With this MCP Server, you just ask: 'What did the land look like here in 2015 vs. 2020?' The agent handles the coordinate mapping and calls `get_earth_imagery`. You get a direct comparison right in your chat window.

The NASA MCP Server: Get Mars photos, patents, and more.

Previously, getting rover data involved navigating through rovers' specific web pages. You had to remember if the camera was named FHAZ or RHAZ just to pull a photo for your presentation slides. It’s tedious clicking.

Now, you just ask: 'Give me 20 photos from Perseverance using its best panoramic camera from last month.' The agent runs `get_mars_photos`, and the data structure is clean. You get the exact files you need without ever touching a rover's specific UI.

Common Questions About NASA MCP

How do I use get_apod to find an image from 1985? +

You can specify a date directly. Just ask your agent for the APOD on '1985-06-20.' The tool handles historical requests, giving you the title, explanation, and media link for that specific day.

Is get_neo_feed reliable for predicting impact? +

The get_neo_feed provides tracking data like estimated diameter, velocity, and hazard rating. Remember, it tracks objects over a range; the output tells you if they are potentially hazardous right now.

What is the best way to search for NASA patents? +

Use search_patents first. This tool targets the patent database specifically, giving you titles and numbers. If you need commercial availability details later, run get_tech_transfer.

Can I get imagery for a coordinate that hasn't been surveyed? +

The get_earth_imagery tool requires valid longitude and latitude coordinates. If the location is outside known survey areas, the API will return an error, letting you know your input was bad.

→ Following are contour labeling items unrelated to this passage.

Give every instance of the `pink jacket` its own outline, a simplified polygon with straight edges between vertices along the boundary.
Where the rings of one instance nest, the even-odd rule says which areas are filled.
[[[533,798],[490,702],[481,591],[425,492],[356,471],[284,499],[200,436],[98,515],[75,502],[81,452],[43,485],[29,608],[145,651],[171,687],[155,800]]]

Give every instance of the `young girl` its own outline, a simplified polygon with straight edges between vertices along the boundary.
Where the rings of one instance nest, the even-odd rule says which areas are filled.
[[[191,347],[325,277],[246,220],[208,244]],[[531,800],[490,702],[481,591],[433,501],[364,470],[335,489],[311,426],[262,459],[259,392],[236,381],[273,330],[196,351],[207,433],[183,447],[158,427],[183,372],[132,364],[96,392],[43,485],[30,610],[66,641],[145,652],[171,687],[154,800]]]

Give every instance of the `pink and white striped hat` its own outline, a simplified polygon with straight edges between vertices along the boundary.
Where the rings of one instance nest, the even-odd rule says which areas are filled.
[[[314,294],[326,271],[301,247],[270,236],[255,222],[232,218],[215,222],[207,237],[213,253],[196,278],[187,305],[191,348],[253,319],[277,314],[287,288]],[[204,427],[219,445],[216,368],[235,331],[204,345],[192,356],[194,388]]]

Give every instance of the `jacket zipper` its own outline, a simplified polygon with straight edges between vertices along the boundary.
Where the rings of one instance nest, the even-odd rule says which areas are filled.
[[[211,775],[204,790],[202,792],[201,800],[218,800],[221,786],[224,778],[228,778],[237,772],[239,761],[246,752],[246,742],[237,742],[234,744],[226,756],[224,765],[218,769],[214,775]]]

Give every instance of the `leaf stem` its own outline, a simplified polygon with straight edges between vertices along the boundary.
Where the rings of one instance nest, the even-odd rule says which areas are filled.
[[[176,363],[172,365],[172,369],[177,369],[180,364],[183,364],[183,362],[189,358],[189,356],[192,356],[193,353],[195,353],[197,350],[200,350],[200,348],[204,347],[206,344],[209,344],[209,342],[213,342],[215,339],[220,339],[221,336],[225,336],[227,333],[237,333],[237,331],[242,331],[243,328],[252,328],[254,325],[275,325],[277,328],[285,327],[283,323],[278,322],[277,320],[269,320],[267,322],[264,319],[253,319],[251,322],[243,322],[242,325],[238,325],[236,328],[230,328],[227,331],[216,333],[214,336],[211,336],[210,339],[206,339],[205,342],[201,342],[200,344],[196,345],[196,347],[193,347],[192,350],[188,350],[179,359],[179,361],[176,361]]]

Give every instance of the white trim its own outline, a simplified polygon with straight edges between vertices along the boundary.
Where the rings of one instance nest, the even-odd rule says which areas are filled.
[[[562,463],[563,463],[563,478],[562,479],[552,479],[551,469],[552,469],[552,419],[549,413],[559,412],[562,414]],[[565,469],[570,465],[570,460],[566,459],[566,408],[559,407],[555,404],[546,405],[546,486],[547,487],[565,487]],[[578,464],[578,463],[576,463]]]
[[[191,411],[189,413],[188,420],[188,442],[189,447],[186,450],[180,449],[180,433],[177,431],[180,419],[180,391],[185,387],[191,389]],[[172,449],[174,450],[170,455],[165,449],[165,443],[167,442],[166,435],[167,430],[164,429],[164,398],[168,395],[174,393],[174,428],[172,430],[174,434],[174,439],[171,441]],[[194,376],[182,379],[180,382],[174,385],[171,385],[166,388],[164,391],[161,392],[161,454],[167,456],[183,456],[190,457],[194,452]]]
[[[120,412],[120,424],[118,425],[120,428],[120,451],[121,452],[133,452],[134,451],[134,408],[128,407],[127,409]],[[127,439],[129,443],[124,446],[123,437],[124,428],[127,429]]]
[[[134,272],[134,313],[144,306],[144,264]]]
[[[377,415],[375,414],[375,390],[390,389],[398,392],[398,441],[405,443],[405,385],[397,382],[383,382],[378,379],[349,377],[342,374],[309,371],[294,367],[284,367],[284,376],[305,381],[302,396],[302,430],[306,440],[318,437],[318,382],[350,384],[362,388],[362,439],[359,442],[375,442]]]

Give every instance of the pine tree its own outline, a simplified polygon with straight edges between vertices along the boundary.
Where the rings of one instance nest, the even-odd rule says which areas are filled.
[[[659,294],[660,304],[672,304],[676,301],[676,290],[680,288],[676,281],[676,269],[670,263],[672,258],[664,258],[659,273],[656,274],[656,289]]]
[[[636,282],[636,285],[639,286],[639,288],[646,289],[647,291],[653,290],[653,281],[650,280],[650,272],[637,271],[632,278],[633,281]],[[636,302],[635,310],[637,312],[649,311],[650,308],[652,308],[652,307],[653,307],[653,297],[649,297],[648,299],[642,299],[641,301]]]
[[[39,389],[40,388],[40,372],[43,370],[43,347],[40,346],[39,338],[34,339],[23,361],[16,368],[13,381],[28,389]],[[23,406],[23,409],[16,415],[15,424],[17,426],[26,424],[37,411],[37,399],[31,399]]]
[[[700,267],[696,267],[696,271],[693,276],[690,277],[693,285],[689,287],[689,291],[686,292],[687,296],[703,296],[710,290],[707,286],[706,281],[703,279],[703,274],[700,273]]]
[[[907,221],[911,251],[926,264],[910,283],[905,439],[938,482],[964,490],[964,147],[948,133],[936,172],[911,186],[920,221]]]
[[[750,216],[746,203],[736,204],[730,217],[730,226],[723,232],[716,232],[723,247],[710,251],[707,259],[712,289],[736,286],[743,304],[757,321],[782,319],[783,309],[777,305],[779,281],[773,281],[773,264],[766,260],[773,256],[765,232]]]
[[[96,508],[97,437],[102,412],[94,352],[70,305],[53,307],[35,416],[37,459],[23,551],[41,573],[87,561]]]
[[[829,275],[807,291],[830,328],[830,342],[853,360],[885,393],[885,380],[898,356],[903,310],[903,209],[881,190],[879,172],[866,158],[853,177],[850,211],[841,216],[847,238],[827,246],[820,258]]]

How do I search for a specific video in NASA's archives? +

Use search_nasa_library. Simply provide descriptive text—like 'deep space telescope video footage.' The tool searches the media asset type (video) and returns matching titles and URLs.

How do I handle authentication when calling get_apod? +

You must provide your NASA API key in the request headers or parameters. The server requires this key to authenticate every call, even basic ones like getting today's APOD. Always secure your key and obtain it first from api.nasa.gov.

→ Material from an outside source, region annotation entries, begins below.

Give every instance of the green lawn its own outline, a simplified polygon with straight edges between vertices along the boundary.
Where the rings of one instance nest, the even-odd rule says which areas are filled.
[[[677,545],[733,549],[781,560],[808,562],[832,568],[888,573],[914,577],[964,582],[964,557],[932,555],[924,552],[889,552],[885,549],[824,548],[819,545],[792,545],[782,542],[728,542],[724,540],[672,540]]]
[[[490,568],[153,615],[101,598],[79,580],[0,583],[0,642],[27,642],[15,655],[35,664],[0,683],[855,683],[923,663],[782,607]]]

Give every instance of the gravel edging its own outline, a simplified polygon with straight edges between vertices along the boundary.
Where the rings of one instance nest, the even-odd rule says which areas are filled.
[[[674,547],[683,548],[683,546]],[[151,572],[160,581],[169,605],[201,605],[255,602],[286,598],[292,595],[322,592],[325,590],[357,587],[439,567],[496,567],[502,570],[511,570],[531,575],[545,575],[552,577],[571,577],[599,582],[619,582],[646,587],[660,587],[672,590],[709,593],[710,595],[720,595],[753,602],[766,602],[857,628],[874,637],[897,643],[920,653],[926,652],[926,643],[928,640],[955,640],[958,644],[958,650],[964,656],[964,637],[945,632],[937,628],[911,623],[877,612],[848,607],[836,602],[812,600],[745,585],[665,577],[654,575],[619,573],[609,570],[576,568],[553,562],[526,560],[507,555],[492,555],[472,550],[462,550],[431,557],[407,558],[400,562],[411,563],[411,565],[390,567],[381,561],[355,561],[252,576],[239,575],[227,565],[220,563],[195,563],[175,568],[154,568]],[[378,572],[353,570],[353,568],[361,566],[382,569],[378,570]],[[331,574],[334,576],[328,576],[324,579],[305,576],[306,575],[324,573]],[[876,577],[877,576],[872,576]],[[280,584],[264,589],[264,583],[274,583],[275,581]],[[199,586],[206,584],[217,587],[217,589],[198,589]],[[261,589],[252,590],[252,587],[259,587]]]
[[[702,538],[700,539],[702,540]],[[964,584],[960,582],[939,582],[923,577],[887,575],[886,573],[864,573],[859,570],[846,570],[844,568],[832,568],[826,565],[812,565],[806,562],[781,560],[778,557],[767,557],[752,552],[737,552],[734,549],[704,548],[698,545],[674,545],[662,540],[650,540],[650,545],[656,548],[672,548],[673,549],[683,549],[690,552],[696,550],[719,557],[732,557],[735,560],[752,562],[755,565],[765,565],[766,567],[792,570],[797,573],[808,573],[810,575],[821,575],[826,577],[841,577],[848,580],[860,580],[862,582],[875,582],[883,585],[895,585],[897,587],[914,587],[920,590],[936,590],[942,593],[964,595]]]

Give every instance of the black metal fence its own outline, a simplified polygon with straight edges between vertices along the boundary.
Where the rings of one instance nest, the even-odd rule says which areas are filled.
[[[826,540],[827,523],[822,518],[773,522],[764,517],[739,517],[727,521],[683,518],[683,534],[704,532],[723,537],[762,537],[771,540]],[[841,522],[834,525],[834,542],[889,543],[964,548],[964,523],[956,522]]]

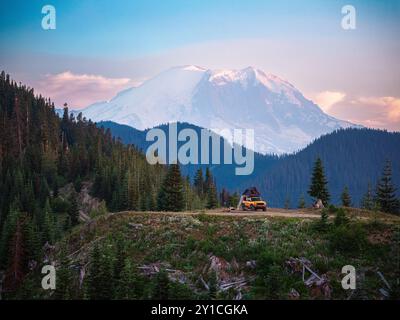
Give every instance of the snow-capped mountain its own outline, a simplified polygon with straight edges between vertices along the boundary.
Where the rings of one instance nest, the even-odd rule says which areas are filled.
[[[137,129],[188,122],[208,129],[254,129],[255,151],[290,153],[335,129],[353,126],[325,114],[289,82],[248,67],[174,67],[82,110],[92,121]]]

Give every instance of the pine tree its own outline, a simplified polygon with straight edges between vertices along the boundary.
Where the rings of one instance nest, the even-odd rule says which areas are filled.
[[[214,183],[211,183],[207,188],[207,209],[215,209],[217,206],[217,190]]]
[[[54,226],[54,215],[50,207],[49,199],[46,200],[46,204],[43,209],[43,229],[42,229],[42,242],[54,243],[55,241],[55,226]]]
[[[105,247],[95,244],[90,255],[87,294],[91,300],[108,300],[113,295],[113,265]]]
[[[306,200],[304,199],[304,195],[301,195],[299,204],[297,206],[299,209],[304,209],[306,207]]]
[[[161,211],[182,211],[184,208],[183,183],[179,165],[171,164],[161,186],[158,201]]]
[[[160,270],[154,279],[152,299],[168,300],[169,297],[169,278],[165,270]]]
[[[396,199],[396,188],[392,183],[392,166],[389,160],[386,161],[382,177],[378,183],[376,197],[383,212],[397,212],[398,201]]]
[[[210,279],[208,281],[208,297],[212,300],[217,298],[218,292],[218,278],[217,273],[215,271],[211,271]]]
[[[57,268],[57,285],[54,292],[56,300],[72,298],[72,278],[73,274],[70,269],[70,260],[68,258],[66,243],[62,243],[59,255],[60,264]]]
[[[76,226],[79,223],[79,207],[75,195],[71,196],[70,207],[68,209],[68,215],[71,219],[71,225]]]
[[[237,204],[239,203],[239,195],[235,191],[230,197],[229,197],[229,206],[236,208]]]
[[[193,185],[197,195],[202,198],[204,196],[204,178],[203,170],[201,168],[196,171]]]
[[[290,199],[286,197],[285,200],[285,205],[284,205],[285,209],[290,209]]]
[[[342,200],[343,207],[351,207],[351,196],[349,193],[349,188],[347,186],[344,187],[340,199]]]
[[[124,261],[121,277],[118,280],[115,296],[117,299],[136,299],[136,289],[138,286],[138,277],[135,272],[135,266],[131,260],[126,258]]]
[[[375,199],[374,194],[372,191],[371,184],[368,183],[367,192],[364,194],[363,198],[361,199],[361,208],[367,210],[374,210],[375,209]]]
[[[321,199],[322,203],[327,206],[330,195],[328,192],[328,181],[325,178],[324,168],[322,166],[322,161],[320,158],[317,158],[315,161],[313,174],[311,178],[311,186],[308,191],[308,194],[315,199]]]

Can I filter photos using multiple criteria with get_mars_photos? +

Yes, you can combine filters like camera type and Earth date in a single call. Just provide all relevant parameters in the function argument list. For instance, specifying both a camera code and a date narrows the search to that precise set of rover images.

What happens if I make too many requests using search_nasa_library? +

The API enforces rate limits for stable service. If your agent exceeds the allowed calls, it will return a 429 error code. You'll need to build an exponential backoff retry mechanism into your workflow logic to manage temporary outages.

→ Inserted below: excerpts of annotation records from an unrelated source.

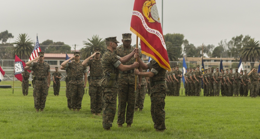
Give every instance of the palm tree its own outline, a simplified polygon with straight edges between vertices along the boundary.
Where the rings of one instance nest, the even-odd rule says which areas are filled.
[[[254,63],[260,59],[260,43],[259,41],[255,41],[255,38],[251,38],[246,44],[241,48],[239,54],[242,61],[251,62],[250,66],[252,67],[255,64]]]
[[[80,52],[81,53],[81,57],[83,59],[85,59],[90,56],[94,52],[94,50],[98,48],[101,50],[101,54],[104,53],[107,49],[106,45],[105,39],[100,38],[99,36],[96,35],[93,35],[90,40],[88,39],[89,42],[83,41],[83,44],[86,46],[80,49]]]
[[[177,53],[177,48],[171,45],[172,43],[168,42],[166,42],[166,49],[168,55],[168,58],[169,61],[178,61],[178,56],[179,55]]]
[[[28,37],[27,34],[19,34],[17,41],[14,43],[16,45],[12,49],[14,56],[16,55],[21,59],[29,59],[33,50],[33,45],[34,43],[33,41],[30,40],[31,38],[28,39]]]

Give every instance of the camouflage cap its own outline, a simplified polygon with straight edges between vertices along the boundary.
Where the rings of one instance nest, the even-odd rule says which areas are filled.
[[[94,49],[94,52],[96,52],[97,53],[100,53],[101,51],[101,50],[98,48]]]
[[[38,55],[40,56],[44,56],[44,52],[38,52]]]
[[[80,56],[80,52],[74,52],[74,56]]]
[[[116,37],[111,37],[106,38],[106,42],[114,42],[116,43],[120,43],[116,40]]]
[[[132,41],[132,34],[131,33],[125,33],[122,34],[122,37],[124,41]]]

How do I get a NASA API key? +

Visit api.nasa.gov and sign up with your email — it's completely free. You'll receive an API key instantly. For quick testing, you can use DEMO_KEY which allows 30 requests/hour and 50/day. Registered keys get 1,000 requests/hour.

Can I get Mars rover photos from today? +

Mars rovers don't take photos every Earth day due to communication delays and mission schedules. Use get_mars_photos with rover name 'curiosity' or 'perseverance' and an earth_date parameter. If no photos exist for that date, the API returns an empty list. Try recent dates or browse available dates with get_mars_rovers.

What are Near-Earth Objects (NEOs)? +

NEOs are asteroids and comets whose orbits bring them close to Earth. NASA tracks them for planetary defense. Use get_neo_feed to see asteroid counts and data over a date range. Each NEO includes estimated diameter, velocity, miss distance, and whether it's classified as 'potentially hazardous'.

Can I search NASA's image library? +

Yes! Use search_nasa_library with a free-text query (e.g. 'Apollo 11', 'Mars', 'ISS', 'Hubble'). It searches thousands of images, videos and audio files. Results include title, description, NASA center, media type and URL. Optionally set page number for pagination.